THUNDER BAY – POLITICS – Thunder Bay voters will elect a new Mayor on October 24, 2022. As part of our 2022 election coverage NetNewsLedger reached out to all of the candidates for Mayor with these questions on the issue of crime.
We received responses from Clinton Harris, Gary Mack, Robert Szczepanski, and Peng You. No response was received from Ken Boshcoff.
Here are the responses:
Crime is increasingly seen by residents as one of the top problems. What will you do to make our community safer?
Answer: Crime has always been a top priority for the citizens of Thunder Bay and addiction and mental health are huge issues in our community. Although a significant amount of funds are spent on this service and although our police service is doing the best that they can, I believe that we need to re-focus our efforts on the front line and put the dollars there that will make a difference. We encourage and support our police service both publicly and financially and I am a firm believer in the neighbourhood (community) policing model. The program worked in Thunder Bay but was stopped. Crime in one high crime area of the City was reduced by 27%. Storefront offices throughout the city, with assistance of the business community and organizations, could also negate the need for millions of dollars spent on a new headquarters. I am sure that the business community would love to participate in making our City safer and it would also give them a sense of ownership in the program.
Recently, elected MPP Kevin Holland has stated that it is one of his top priorities. I know, given my positive connections with the current government, that I will be able to work with Kevin and the Premier of Ontario to address this problem that plagues our city and affects community safety. I will also push to have more support and resources from the Province available to combat guns and gangs and will collaborate with other police services and organizations. We also need to take advantage of new technologies that are available.
Programs for engagement of at risk youth with police are a must. If the police engage with at risk youth early through programs such as sports, fishing and martial arts, etc., it is proven that these youth are going to grow to respect and view them as friends, not foes. These programs have been productive in many communities in Canada and the USA.
Most of our discussion of late has been on administration, and although that is necessary, it does little to support the efforts made in the moment on the street.
We want to feel safe. We want to make our City unwelcome to those that perpetuate crime.
As Mayor, what role do you see as far as the Police Services Board and policy in Thunder Bay will be?

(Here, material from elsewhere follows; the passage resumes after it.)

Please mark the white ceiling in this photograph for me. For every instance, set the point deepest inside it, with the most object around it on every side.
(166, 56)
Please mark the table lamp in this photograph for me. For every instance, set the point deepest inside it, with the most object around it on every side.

Answer: As far as the role of Mayor with the PSB is concerned, I would like to say that for too long the Mayor and Council have had little, to no, say in how the police service operates. Chiefs of Police seem to dictate how things will be with little consultation with the Mayor and Council who approve the budget.
The Police Services Act ensures that no one interferes with the day-to-day operations of the Police Service. But, having said that, the Mayor and Council, through the Police Services Board, have a say in policy matters, and this has been a failure of previous Boards.
As Mayor, I will make arrangements to meet with the Solicitor General of Ontario and the Chair of the OCPC and indicate my desire to normalize the current situation with the TBPSB. No City and no Police Service should ever find themselves in the situation that we are in. In concert with the Chief of Police, the PSB, City Council, Fort William First Nation, NAN, and members from the Thunder Bay Community at large, I will form a Police Advisory Council. This Council will help set police policy and work with OCPC on a go forward basis so policing decisions for policy fall on the entire community.